Visitors to the priory this weekend will see the new memorial as well as a total refresh of the priory’s museum display, including recent discoveries such as Britain’s first known rosary bead necklace and one of the earliest surviving examples of knitting in Europe.
Lindisfarne Priory is on Holy Island, a magical place only accessible by causeway at low tide. It was once one of the most important places in Anglo-Saxon England and Cuthbert is a huge part of its story.
Cuthbert was a seventh-century monk who was prior and then bishop of Lindisfarne. His holiness, charm and teaching skills made him famous far and wide and he was said to have gifts of prophecy and healing.
One story tells of how he would sing psalms at night in the North Sea and once emerged to bless otters who dried his feet. In his later years he was a hermit with only seabirds and seals for company.
Eleven years after his death, Cuthbert’s coffin was opened and his body was found to be uncorrupted, in that he looked as if he had just fallen asleep.
That was the beginnings of the cult of St Cuthbert, with Lindisfarne becoming an important centre of pilgrimage and the monastery growing in power and wealth.
The world turned upside down when the Vikings raided in 793, sending shock waves across Christian Europe. Even Cuthbert’s presence had not stopped it. “It was seen as an astonishingly bad thing to have happened and a portent for worse things to come,” said Douglas.
In 875 the monks left Lindisfarne, taking Cuthbert’s coffin with them. It eventually made its way to Durham, where a cathedral was built and his shrine remains.
From the early 12th century there was a cenotaph marking Cuthbert’s original tomb on Lindisfarne. It was removed when the priory closed in 1537 as part of Henry VIII’s dissolution of the monasteries.
The new memorial, designed by sculptor Russ Coleman, is a significant moment, said Douglas. “The presence of Cuthbert here is so, so important and it’s a mistake not to recognise that. He is not a sideline to the story, he is the story.

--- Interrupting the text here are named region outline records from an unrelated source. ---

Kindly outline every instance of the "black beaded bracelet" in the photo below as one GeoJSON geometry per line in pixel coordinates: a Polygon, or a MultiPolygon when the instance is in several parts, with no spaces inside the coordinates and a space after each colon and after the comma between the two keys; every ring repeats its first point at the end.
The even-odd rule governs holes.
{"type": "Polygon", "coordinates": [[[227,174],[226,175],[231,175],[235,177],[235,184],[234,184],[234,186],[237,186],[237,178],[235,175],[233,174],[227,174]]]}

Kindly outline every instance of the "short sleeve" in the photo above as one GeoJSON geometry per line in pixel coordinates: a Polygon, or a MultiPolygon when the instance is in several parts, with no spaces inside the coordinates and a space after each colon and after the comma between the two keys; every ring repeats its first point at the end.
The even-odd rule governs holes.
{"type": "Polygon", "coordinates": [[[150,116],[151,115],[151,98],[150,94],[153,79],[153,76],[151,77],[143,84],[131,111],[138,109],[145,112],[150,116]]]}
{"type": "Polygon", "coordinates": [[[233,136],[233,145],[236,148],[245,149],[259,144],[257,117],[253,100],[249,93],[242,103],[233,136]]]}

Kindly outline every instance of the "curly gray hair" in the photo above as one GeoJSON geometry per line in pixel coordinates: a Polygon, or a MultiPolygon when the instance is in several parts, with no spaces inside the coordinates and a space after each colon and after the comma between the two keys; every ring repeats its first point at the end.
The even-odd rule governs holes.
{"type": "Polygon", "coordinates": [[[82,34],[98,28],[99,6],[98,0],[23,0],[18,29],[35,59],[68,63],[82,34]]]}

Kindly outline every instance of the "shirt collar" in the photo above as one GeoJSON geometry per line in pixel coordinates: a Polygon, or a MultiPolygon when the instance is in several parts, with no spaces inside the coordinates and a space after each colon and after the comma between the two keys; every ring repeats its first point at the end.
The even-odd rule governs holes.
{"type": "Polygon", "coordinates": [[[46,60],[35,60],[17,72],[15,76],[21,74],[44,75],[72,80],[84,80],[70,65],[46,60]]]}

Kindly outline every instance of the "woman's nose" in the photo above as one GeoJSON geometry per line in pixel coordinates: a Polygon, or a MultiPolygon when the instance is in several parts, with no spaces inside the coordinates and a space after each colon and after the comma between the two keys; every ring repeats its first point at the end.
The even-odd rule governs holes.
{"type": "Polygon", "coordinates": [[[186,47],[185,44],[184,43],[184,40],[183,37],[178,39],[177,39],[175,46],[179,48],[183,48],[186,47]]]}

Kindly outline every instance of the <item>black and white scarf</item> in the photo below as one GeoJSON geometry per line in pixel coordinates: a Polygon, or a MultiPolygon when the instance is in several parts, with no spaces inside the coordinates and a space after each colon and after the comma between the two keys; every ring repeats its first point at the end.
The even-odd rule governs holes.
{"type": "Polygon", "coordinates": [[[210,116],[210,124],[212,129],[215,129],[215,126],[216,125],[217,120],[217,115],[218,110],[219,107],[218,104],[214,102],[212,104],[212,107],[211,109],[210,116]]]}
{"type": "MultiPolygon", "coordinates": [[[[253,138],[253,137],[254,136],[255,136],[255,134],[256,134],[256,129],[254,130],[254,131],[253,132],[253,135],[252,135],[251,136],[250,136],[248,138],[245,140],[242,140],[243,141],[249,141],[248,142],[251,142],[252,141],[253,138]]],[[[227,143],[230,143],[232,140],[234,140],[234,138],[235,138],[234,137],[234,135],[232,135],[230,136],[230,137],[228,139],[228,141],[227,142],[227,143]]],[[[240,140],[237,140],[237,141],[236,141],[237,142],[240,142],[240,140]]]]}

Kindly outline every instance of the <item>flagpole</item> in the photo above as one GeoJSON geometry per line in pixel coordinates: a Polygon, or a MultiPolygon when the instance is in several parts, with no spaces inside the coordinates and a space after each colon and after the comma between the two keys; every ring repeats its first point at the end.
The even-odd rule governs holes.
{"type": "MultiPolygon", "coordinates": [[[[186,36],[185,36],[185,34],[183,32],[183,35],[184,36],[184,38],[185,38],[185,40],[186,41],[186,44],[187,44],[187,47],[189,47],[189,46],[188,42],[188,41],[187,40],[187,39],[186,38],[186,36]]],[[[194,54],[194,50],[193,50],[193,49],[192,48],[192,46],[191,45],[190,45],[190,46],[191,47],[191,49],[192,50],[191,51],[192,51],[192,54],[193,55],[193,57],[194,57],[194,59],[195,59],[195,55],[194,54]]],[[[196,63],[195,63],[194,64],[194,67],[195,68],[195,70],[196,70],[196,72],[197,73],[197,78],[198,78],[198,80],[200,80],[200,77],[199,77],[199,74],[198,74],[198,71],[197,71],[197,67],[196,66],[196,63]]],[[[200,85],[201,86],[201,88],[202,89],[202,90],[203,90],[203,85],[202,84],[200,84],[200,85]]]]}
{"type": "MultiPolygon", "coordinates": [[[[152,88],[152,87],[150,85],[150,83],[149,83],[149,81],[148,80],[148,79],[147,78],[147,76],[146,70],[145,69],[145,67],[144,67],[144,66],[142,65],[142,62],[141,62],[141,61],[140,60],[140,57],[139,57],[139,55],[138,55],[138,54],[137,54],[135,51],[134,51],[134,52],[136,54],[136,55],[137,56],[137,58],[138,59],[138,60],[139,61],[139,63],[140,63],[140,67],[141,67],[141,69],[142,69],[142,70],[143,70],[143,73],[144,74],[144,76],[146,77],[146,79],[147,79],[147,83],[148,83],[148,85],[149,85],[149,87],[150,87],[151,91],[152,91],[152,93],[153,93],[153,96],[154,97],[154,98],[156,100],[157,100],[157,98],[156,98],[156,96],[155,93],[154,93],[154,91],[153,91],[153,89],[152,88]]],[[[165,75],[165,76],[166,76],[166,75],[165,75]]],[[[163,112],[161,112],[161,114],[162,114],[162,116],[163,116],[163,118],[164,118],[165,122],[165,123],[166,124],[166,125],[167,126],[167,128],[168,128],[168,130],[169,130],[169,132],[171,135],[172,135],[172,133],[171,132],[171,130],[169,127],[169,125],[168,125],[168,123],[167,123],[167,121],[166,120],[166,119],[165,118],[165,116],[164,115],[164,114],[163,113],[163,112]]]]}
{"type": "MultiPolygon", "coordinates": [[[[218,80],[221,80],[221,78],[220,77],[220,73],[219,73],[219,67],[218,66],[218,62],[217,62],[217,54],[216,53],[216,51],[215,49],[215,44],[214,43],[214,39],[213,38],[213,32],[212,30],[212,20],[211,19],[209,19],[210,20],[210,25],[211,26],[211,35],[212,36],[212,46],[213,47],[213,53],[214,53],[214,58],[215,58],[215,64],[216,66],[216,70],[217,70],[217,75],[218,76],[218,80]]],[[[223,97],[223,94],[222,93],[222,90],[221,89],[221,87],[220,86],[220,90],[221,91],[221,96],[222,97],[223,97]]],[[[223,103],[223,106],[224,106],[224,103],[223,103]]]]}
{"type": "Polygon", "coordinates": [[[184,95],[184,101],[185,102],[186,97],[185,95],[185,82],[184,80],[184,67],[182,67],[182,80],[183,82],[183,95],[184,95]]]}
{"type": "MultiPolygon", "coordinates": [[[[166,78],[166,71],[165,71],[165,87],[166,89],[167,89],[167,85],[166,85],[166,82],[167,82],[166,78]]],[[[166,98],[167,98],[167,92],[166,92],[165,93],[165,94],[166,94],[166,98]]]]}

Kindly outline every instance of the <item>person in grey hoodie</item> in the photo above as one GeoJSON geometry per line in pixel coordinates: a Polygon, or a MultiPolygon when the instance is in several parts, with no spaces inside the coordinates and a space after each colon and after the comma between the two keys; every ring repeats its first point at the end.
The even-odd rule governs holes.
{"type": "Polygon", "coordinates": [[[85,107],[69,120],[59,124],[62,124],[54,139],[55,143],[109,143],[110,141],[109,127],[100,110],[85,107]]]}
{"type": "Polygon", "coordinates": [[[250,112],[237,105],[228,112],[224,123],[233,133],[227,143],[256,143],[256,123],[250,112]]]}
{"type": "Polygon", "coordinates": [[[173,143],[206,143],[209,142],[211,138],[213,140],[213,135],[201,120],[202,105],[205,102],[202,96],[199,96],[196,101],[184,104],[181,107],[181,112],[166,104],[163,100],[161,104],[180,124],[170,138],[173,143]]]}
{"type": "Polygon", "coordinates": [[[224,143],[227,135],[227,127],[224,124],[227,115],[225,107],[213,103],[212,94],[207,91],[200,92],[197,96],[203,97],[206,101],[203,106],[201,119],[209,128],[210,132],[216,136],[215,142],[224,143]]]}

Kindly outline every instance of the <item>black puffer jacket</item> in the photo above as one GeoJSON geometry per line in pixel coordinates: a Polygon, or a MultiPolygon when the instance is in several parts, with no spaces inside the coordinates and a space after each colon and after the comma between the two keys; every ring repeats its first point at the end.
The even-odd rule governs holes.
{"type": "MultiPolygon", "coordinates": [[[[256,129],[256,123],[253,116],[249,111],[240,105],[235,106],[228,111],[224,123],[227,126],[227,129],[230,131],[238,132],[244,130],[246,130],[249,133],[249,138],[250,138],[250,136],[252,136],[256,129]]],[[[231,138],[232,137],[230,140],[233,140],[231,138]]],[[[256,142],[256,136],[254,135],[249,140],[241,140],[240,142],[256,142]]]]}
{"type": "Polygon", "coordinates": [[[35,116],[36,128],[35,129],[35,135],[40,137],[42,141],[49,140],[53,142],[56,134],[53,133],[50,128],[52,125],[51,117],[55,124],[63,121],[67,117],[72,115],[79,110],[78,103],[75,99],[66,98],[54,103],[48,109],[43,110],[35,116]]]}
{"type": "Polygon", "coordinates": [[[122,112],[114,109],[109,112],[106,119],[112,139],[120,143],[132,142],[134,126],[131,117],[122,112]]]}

“I’m not massively spiritual but there is something about Cuthbert, there’s something about the reverence and the appeal of the man right the way through the centuries. He is also a saint for the modern age, there is an ecological side to his life.”
English Heritage had to be a lot of things to a lot of people, Douglas said. Their sites are a fun day out, a place to learn about history and some people do come to Lindisfarne as a place of pilgrimage. “That needs to be acknowledged. I’ve seen people gather in the shop and say prayers and that’s not right, they should come here and say prayers.”
The memorial coincides with a major revamp of the priory’s museum. “We’ve stripped out the original space and it has completely changed,” said the collections curator, Susan Harrison. “Every single element from the floor to the ceiling beams … new cases, new panels, new interpretation. We’ve brought back favourite objects and also added objects that were previously in storage or have been excavated in recent years.”
One of the recently excavated objects is a remarkable necklace of tiny salmon vertebrae dating from the 8th or 9th century found on a skeleton which, experts said, are Britain’s earliest known rosary beads. “It is a poor man’s material because it was easily available,” said Harrison.
Nearby are textile fragments that were mixed up in a bundle of rags and have been identified as one of the earliest surviving examples of knitting ever found in Europe.
The woollen-sleeved waistcoat dates from the 18th century and the fact that it survives is remarkable, said Harrison. “For me it is the connection to the people. This waistcoat was worn by somebody who lived here; it is a tangible connection to our past and that is really, really exciting.”